First, what costs should you expect? After you have become "pre-approved" for a mortgage, you will know how much you can spend (aka your "budget"). Pre-approval is done by the bank or lender who will be writing your mortgage. It is accessed by your: credit history, assets, employment history, and financial status. And it guarantees you a loan.
Being pre-approved can quicken the time it takes to close, as well as give you an advantage over buyers who are not pre-approved, should a home garner multiple offers.
Next, figure out how much money you'll need to put down. Are you looking at an FHA loan with 3.5 percent down? Or are you planning on putting 15 to 20 percent down? Financial expert Suze Orman recommends that in today's troubled market, you put at least 20 percent down on a house.

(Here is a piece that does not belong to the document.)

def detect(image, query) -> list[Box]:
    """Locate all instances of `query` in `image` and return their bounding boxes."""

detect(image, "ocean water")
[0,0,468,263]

Closing costs are what are paid, well, at closing. You should expect to pay for an appraisal, title services, title insurance, transfer taxes, inspections, loan origination, private mortgage insurance, and homeowners insurance, among a host of other charges. The average closing costs are paid, yes, by the buyer. And they average around 2 to 4 percent of the total purchase price of the home. You can, of course, negotiate payment of closing costs with the seller. This is especially true in a market which favors buyers.

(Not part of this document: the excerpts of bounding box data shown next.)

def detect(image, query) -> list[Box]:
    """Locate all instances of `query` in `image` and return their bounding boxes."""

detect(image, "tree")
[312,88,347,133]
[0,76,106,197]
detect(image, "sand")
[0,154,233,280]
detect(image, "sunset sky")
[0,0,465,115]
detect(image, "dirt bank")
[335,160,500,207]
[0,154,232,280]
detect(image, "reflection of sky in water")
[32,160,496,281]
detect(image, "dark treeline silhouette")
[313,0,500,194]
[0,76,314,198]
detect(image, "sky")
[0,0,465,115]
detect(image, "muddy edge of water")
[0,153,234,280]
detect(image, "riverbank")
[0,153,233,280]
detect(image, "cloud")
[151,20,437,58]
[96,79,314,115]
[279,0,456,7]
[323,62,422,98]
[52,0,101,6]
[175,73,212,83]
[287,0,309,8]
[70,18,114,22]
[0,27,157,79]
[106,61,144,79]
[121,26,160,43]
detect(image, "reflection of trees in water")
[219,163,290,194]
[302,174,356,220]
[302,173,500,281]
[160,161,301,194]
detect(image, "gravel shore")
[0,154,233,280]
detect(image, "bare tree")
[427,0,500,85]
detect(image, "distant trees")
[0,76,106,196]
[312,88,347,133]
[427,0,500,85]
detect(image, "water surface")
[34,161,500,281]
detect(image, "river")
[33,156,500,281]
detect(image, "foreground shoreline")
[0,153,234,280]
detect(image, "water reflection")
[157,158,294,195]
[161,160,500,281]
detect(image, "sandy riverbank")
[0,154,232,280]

What is mortgage insurance? Mortgage insurance, also known as private mortgage insurance (PMI), protects your lender, should you default on your loan. And it can be required when you have made only a small downpayment. It costs around 1 percent of the total loan. According to the Federal Reserve Bank of San Francisco, "Under [The Homeowner's Protection Act of 1998], mortgage lenders or servicers must automatically cancel PMI coverage on most loans, once you pay down your mortgage to 78 percent of the value if you are current on your loan."
What is escrow? With a purchase as large as this, it is important that one party doesn't run off with all the funds! This is where an escrow account comes into play. All necessary and agreed upon funds are put into a third party account. When all terms have been met, then the funds are released to the appropriate parties.
What is an offer? When you have found a home you like, you'll discuss with your agent what a reasonable price pay is. This will more than likely be less than the price the seller is asking. And it will be based on the condition of the home, the price of home's in the neighborhood, as well as current market conditions. Remember, your offer is the price you are willing to pay for the property. You have signed the offer and, if accepted, you will be expected to follow through with the purchase of this home!
What are property taxes? Welcome to homeownership! Property taxes are paid each year to your local government at the county level. Some areas of the country charge much higher taxes than others, and the price is a percentage of the value of your property. That means that more expensive the house, the more expensive the taxes.